Michael Rowe

Trying to get better at getting better

This post is also a bit delayed, but I’m OK with that. During January I found myself reading a bit more than usual about robots, androids, augmented reality and related topics. I’m not sure why it worked out that way, but this collection is more or less representative of what I found interesting during that time. Interestingly, I realised that a common thread throughout this theme are that they’re pretty much related to three books by Daniel Suarez; Daemon, Freedom, and Kill Decision. If you enjoy this kind of thing, you have to read them.

I, Glasshole: My Year With Google Glass (Mat Honan): I’m fascinated with the concept of wearable, context-aware devices and services, of which Glass is simply the most well-known. I think that the ability to overlay digital information on top of the reality we perceive represents an astounding change in how we experience the world.

For much of 2013, I wore the future across my brow, a true Glasshole peering uncertainly into the post-screen world. I’m not out here all alone, at least not for long. The future is coming to your face too. And your wrist. Hell, it might even be in your clothes. You’re going to be wearing the future all over yourself, and soon. When it comes to wearable computing, it’s no longer a question of if it happens, only when and why and can you get in front of it to stop it with a ball-pein hammer? (Answers: Soon. Because it is incredibly convenient. Probably not.) In a few years, we might all be Glassholes. But in 2013, maybe for the last time, I was in dubiously exclusive face-computing company.

Robots of death, robots of love: The reality of android soldiers and why laws for robots are doomed to failure (Steve Ranger): The idea of fully autonomous robots that are able to make decisions in critical situations is both disturbing and appealing to me. Disturbing because embedding a moral framework that can deal with the complexity of warfare is ethically problematic. Appealing because in many situations, robots may actually be able to make better decisions than human beings (think of self-driving cars).

While fully autonomous robot weapons might not be deployed for two or three decades, the International Committee for Robot Arms Control (ICRAC), an international group of academics and experts concerned about the implications of a robot arms race, argues a prohibition on the development and deployment of autonomous weapons systems is the correct approach. “Machines should not be allowed to make the decision to kill people,” it states.

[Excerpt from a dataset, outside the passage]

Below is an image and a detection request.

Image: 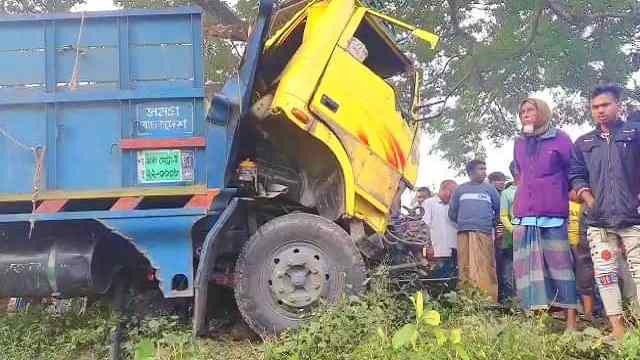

Better Than Human: Why Robots Will — And Must — Take Our Jobs (Kevin Kelly): Kevin Kelly’s article, We are the web, was one of the first things I read that profoundly changed the way I think about the internet. Needless to say, I almost always find his thoughts on technology to be insightful and thought-provoking.

All the while, robots will continue their migration into white-collar work. We already have artificial intelligence in many of our machines; we just don’t call it that. Witness one piece of software by Narrative Science (profiled in issue 20.05) that can write newspaper stories about sports games directly from the games’ stats or generate a synopsis of a company’s stock performance each day from bits of text around the web. Any job dealing with reams of paperwork will be taken over by bots, including much of medicine. Even those areas of medicine not defined by paperwork, such as surgery, are becoming increasingly robotic. The rote tasks of any information-intensive job can be automated. It doesn’t matter if you are a doctor, lawyer, architect, reporter, or even programmer: The robot takeover will be epic.

And it has already begun.

A review of Her (Ray Kurzweil): Kurweil’s thinking on the merging of human beings with technology is fascinating. If you’re interested in this topic, the collection of essays on his blog is awesome.

With emerging eye-mounted displays that project images onto the wearer’s retinas and also look out at the world, we will indeed soon be able to do exactly that. When we send nanobots into the brain — a circa-2030s scenario by my timeline — we will be able to do this with all of the senses, and even intercept other people’s emotional responses.